If you haven’t heard about why the Try Guys have been trending (or if you didn’t want to), Saturday Night Live charged ahead anyway. Last night, the show offered a limp sketch that satirized the group’s “what happened.” video to the point of utter absurdity. In the original video,  the remaining three members somberly discussed firing their married co-host Ned Fulmer after discovering that he’d been cheating on his wife with one of the group’s employees. In pursuing a very online premise, SNL niched itself into a corner, offering nothing artful to say about a topic that few outside of virtual circles want to discuss.

Framed as an episode of CNN Today, the sketch began with the correspondent Colin O’Doherty (played by the first-time host Brendan Gleeson) interrupting his White House update with breaking news out of the Try Guys’ camp. He delivered a breathless series of words that purposely registered as cobbled-together nonsense for those who don’t spend much time online. “CNN can confirm that the Try Guys have released an official YouTube video clapping back at ex–Try Guy, the wife-guy Try Guy. He disrespected the brand by making out with one of the Food Babies at the Harry Styles concert,” he explained. Ego Nwodim’s anchorwoman was confused—as, likely, was much of the audience. “I’m going to be honest, Colin; I don’t know what any of that is,” she said.

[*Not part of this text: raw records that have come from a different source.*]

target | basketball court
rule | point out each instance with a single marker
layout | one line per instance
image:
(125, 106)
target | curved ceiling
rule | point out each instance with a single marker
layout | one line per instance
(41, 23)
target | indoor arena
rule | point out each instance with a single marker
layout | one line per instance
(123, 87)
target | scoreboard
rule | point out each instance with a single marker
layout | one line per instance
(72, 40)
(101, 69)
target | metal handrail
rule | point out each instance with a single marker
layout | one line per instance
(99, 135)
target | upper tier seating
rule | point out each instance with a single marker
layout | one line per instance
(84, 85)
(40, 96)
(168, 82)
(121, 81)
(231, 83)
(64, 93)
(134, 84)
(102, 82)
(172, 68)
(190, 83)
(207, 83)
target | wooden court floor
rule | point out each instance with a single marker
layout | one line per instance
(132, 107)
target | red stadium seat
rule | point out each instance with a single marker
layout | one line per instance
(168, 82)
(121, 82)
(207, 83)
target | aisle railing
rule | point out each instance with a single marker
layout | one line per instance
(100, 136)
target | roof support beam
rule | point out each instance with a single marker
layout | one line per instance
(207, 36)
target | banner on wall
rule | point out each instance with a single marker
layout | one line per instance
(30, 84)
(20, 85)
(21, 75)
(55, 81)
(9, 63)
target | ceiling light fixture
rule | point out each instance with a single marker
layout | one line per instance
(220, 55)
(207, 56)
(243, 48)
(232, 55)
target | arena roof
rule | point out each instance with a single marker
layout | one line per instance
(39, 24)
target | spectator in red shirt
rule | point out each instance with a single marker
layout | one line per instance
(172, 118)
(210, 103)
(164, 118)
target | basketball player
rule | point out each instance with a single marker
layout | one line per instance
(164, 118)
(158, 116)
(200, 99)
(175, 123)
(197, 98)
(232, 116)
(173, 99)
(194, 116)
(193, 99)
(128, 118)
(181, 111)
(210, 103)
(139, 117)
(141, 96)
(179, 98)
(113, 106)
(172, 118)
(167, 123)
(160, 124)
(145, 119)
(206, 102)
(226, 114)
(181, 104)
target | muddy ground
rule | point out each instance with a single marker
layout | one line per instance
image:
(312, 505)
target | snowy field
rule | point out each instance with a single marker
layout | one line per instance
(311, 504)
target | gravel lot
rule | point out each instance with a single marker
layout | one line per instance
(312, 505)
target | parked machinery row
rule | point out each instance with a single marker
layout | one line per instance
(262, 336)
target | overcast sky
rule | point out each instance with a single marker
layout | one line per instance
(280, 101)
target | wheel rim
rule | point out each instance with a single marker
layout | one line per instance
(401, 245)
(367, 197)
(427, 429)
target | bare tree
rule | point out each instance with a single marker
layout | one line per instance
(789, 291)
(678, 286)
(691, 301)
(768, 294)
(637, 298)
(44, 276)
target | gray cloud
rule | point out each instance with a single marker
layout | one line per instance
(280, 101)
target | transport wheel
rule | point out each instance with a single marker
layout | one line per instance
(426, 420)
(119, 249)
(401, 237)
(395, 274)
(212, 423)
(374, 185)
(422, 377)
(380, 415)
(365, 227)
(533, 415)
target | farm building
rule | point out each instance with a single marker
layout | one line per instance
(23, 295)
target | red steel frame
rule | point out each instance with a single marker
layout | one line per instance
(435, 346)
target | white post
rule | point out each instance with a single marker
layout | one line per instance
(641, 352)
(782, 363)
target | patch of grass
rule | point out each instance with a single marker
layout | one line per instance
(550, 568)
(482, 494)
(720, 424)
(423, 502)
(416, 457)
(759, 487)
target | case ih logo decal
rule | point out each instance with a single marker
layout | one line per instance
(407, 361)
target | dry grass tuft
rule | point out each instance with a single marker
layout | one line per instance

In an interview, Nwodim asked the remaining Try Guys (played by Bowen Yang, Mikey Day, and Andrew Dismukes) why the story had received so much attention. Day, playing Zach Kornfeld, explained, “[Ned] committed the heinous act of having a consensual kiss and not telling us, his friends.” In the world of online-content creation, where so many creators’ personal lives become part of their brand, it makes sense that Fulmer’s act would feel like a breach of trust—and something that the group needs to brief its followers about. But for audiences outside the Try Guys’ sphere, it only registers as a big “Huh?” The sketch attempted to make the point that yes, this is all very silly without offering a deeper take. In the end, it felt like little more than a dramatized trending hashtag.

In an age when so much culture comes from the internet (and the show’s viewership depends in part on next-day clips), it would be strange if SNL didn’t take inspiration from discourse online. But the show doesn’t always nail the balance between dropping references and adding something original—evidenced by its trite foray into satirizing TikTok. During last week’s season premiere, SNL did a better job of referencing internet scandals in its game-show spoof Send Something Normal. Contestants included characterizations of Adam Levine and Armie Hammer, both recently in the headlines for allegedly sending women upsetting DMs, but the sketch resisted making them the sole focus. The Try Guys sketch, in contrast, suggests that the writers might need to stop scrolling so much.

Last night, the show’s final two sketches ignored relevance altogether and felt livelier as a result. In the History Channel spoof “Blood Oath,” Gleeson played the leader of an ancient horde who pledged his allegiance to his former enemies. But he whiffed the blood oath and cut too deep, creating a gushing gash. The premise wasn’t anything particularly memorable beyond reminding the audience how fun things can get when the show’s live aspect shines through. Gleeson wielded his lacerated hand around the set, spewing blood all over his co-stars in a way that blinded Day, made Chloe Fineman squeal, and cracked up Kenan Thompson. It was ludicrous—and fun.

Sarah Sherman, who’s been making a name for herself on SNL for her offbeat and at-times-gruesome comedy, led the final sketch, in which she played a woman who’d surgically replaced her eyes with googly eyes and took outsize offense at her co-workers’ failure to notice. Sherman’s comedic physicality in the sketch lent the thin premise a greater substance and proved that hilarity doesn’t always have to feel ripped from the digital headlines.

SNL cannot refrain from commenting on the times in which it is produced, but it’s far more interesting when it finds a way to critique pop culture rather than simply rehash it—or when it simply logs off. In pursuing extremely online fare, SNL ends up only chasing relevancy as opposed to creating it (digital shorts, anyone? David S. Pumpkins?) and letting the online world follow.